Prada rafforza la sua strategia digitale con un accordo con Adobe che le permetterà di analizzare i dati registrati nell'interazione coi clienti sul web e nei sui 634 negozi. È solo l'ultimo episodio del riposizionamento degli investimenti della moda, sempre più interessata alle 'pepite d'oro' della miniera dei Big Data.

Uno store Moncler - @moncler


Un interesse sostanziato dai numeri. Per Boston Consulting entro il 2020 il 25% delle vendite fashion sarà sul web. Ma è riduttivo considerare la strategia digitale solo per l'e-commerce. Ci sono anche social media, influencer e siti.

Piattaforme web, logistica e analisi dei dati richiedono però enormi risorse. Per questo i colossi mondiali del lusso hanno potuto portarsi avanti. Kering dal 2017 ha un Chief Digital Officer per la trasformazione digitale, con progetti pilota che utilizzano i Big Data per mandare messaggi personalizzati ai clienti, in base alle loro preferenze, ricerche o acquisti.

Nel 2018 le vendite del gruppo di Pinault sono cresciute del 26,6%; quelle del suo 'campione' Gucci del 33,4%, e quest'anno il commercio online potrebbe superare il miliardo. Nel 2018 per ricomperare tutta Yoox-Net-à-Porter (l'apripista delle vendite online nella moda dell'italianissimo Federico Marchetti) il gruppo Richemont ha speso 2,7 miliardi.

Anche in Italia ci sono esempi d'innovazione. Miroglio Fashion (con marchi come Elena Mirò o Motivi) ha scommesso sulla multicanalità, istituzionalizzando lo 'showrooming', cioè l'abitudine di provare un abito in negozio per acquistarlo online. Sono nati così negozi fisici dove si possono provare le cose per poi acquistarle sul web. L'azienda è stata ripagata: l'anno scorso il fatturato da e-commerce è cresciuto dell'87%.

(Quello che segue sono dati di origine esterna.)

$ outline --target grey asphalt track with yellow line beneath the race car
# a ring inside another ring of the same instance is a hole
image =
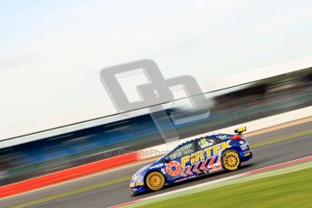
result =
[[[247,138],[252,147],[253,159],[242,164],[235,172],[220,172],[165,187],[147,194],[132,196],[129,179],[137,170],[151,161],[119,167],[33,192],[0,199],[0,207],[108,207],[139,198],[161,194],[194,184],[201,184],[222,177],[236,175],[268,165],[312,155],[312,122],[307,122],[262,133]]]

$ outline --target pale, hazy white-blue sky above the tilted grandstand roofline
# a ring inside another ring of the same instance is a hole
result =
[[[114,113],[99,82],[111,65],[153,59],[165,77],[192,75],[206,91],[309,57],[311,5],[0,0],[1,137]]]

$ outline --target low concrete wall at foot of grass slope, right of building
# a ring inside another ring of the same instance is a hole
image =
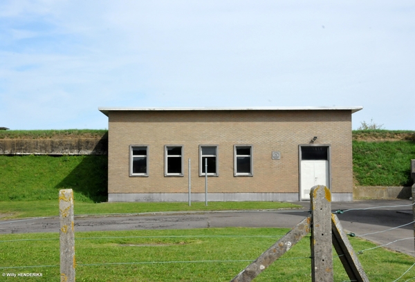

Altre italiane hanno dovuto recuperare terreno. Prada ha dedicato buona parte dei 284 milioni degli investimenti 2018 a riallineare la strategia, anche con nuovi siti, app per tracciare l'autenticità dei prodotti e perfino un account su Spotify. Un percorso simile sembra averlo imboccato Ferragamo. Dopo un 2018 deludente, con l'utile in calo del 21,1%, nei primi tre mesi dell'anno lo stesso utile ha messo il turbo (+23,5%). Dietro c'è il nuovo corso dalla CEO, Micaela Le Divelec Lemmi, non a caso con un passato in Gucci. Un approccio "più emozionale e coinvolgente" che punta alla fedeltà dei clienti, con investimenti in linea con il passato, ma focalizzati su marketing, influencer e i social media. Il cui ruolo dei consumatori è la leva più importante in Cina, ha spiegato Le Divelec: due volte di più rispetto a Europa e USA.

Moncler in questo senso ha fatto scuola. La creatura di Remo Ruffini macina utili (332,4 milioni nel 2018, +33%) e ricavi (1,42 miliardi, +22%). Una buona parte proprio in Asia. Dietro al successo c'è anche il progetto Moncler Genius, lanciato nel febbraio 2018 arruolando designer per capsule collection svelate con cadenza regolare per dare al consumatore sempre qualcosa di nuovo. Iniziativa considerata vincente, non tanto per i prodotti Genius venduti, ma per l'aumento del traffico sul sito (+33% di visite) e nei negozi (+10% di ingressi) che ha generato.